On a recent, rainy Friday night, a nondescript, industrial warehouse space in Chicago’s South Loop served as host to 40 artists, across the city and nation, whose works explore America’s broken criminal justice system. Influenced by the treatment of attorney and art patron Stan Stallworth — who was accused of sexual assault, tried and vindicated — through a series of events these artists explore the question of justice and ask “Is She Blind?” One of the artists, By Edo, who designed the T-shirt for the event, talked about his contribution.
Tell us about your two pieces in the exhibit.
The two pieces I did are called “In A Sense” and “Innocence” based on the story that Stan and Therrie both shared with me; their struggles, pain, faith, frustration that they both felt through[out] the process of the incident that they were accused of. I incorporated words, quotes, and different objects in each to create the perfect pieces which embody everything that wanted to say and display; very abstract, colorful, but super details. Organized chaos is what my close friends call my art style, so that’s what I’ve [run] with. But I just wanted to tell their story through my art platform, and I think I did just that!
What do you hope audiences will take away from your work and the exhibit?
I hope from my work that the audience sees raw emotions at their peak. I want the audience to relate in some way, shape or form. Imagine going through something as painful as what Stan and Therrie went through, but also see the triumph and the light at the end of the tunnel as Stan and Therrie did. The colors will always attract people, but once they get closer the objects and verbiage will affect them in a certain way. My two pieces are think pieces. I want everyone to have an opinion, positive or negative. That’s what art should do!
How did you get involved with the project?
I got involved with this project through my art manager, Roe and Stan. Stan loved my art style and wanted to commission me for this show.

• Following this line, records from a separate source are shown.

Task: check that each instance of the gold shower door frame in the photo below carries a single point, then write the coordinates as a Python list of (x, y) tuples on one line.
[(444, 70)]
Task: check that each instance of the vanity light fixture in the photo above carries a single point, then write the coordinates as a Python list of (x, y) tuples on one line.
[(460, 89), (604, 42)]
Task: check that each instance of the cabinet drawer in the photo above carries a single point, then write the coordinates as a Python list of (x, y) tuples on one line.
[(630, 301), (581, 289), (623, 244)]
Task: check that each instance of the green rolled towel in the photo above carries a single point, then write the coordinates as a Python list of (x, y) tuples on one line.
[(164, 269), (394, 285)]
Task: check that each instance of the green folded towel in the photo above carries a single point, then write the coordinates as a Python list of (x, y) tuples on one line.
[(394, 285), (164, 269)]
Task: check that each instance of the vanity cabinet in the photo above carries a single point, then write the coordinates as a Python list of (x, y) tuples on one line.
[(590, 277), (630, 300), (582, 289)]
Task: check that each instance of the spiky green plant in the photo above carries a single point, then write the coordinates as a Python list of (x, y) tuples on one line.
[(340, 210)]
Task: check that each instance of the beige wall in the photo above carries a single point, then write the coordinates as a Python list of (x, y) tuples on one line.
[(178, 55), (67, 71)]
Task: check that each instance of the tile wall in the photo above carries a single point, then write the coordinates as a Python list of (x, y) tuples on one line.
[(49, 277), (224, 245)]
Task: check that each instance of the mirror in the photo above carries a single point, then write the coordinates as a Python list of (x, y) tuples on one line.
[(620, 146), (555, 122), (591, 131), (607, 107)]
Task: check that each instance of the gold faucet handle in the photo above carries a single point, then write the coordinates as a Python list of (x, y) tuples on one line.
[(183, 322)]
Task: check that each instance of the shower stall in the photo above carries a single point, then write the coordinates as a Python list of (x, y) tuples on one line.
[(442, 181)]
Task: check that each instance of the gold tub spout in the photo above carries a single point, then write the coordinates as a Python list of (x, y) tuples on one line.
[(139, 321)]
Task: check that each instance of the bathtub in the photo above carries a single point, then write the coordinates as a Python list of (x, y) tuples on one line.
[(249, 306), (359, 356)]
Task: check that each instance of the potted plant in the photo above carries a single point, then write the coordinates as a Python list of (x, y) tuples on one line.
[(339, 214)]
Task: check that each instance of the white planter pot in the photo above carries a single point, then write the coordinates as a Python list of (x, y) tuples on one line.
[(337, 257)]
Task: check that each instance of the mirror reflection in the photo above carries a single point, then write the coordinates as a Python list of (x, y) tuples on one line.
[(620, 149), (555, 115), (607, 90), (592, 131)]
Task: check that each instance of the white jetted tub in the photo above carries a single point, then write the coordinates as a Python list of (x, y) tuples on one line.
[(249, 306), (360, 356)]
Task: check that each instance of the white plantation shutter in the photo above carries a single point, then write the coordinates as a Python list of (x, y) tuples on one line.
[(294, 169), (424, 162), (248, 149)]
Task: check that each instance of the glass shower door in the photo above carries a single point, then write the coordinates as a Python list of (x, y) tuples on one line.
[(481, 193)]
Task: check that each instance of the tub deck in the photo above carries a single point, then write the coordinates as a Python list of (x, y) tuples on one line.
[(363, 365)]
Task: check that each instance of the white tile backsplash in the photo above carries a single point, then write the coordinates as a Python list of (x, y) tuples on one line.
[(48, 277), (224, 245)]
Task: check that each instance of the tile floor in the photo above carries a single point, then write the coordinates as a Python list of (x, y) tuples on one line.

I also designed the flyers for the event and my marketing company I own also produces the official merchandise for the exhibit, so I’m forever thankful for Roe and Stan for bringing me on board to showcase my talent at a super high level.
Talk about the concept and your personal take on being asked to participate.
I was super excited to be a part of this exhibit because I was able to showcase my art on a higher platform. I tell everybody that all I need is that one big look and it’s over for me. There won’t be any looking back. I call my art infinite art because it’s a forever evolving, forever changing concept. And it’s super detail[ed] with so many gems and subliminal messages that I don’t share with anybody, but I think that’s what’s dope about being an artist because I don’t have to explain everything. Art is what you believe it is. It’s your perception [or] take on what you see. Years from now, the youth will be deciphering my art and they’ll realize what I was actually trying to do and say but until then my mouth is sealed!
The T-shirt “Black Man Blues” worn at the event; did you create it for the event? And what was the concept behind the graphic?
Yes, like I stated earlier, my marketing company, B.C. Chicago, produced the official merchandise for the exhibit. I believe I did over 20 concepts for Stan to choose from and we narrowed it down with each sitting. We ultimately went with the super fresh/clean Black Man Blues logo concept and we chose those colors because they spoke upscale and elegance. Stan wanted them to look that way, and we delivered!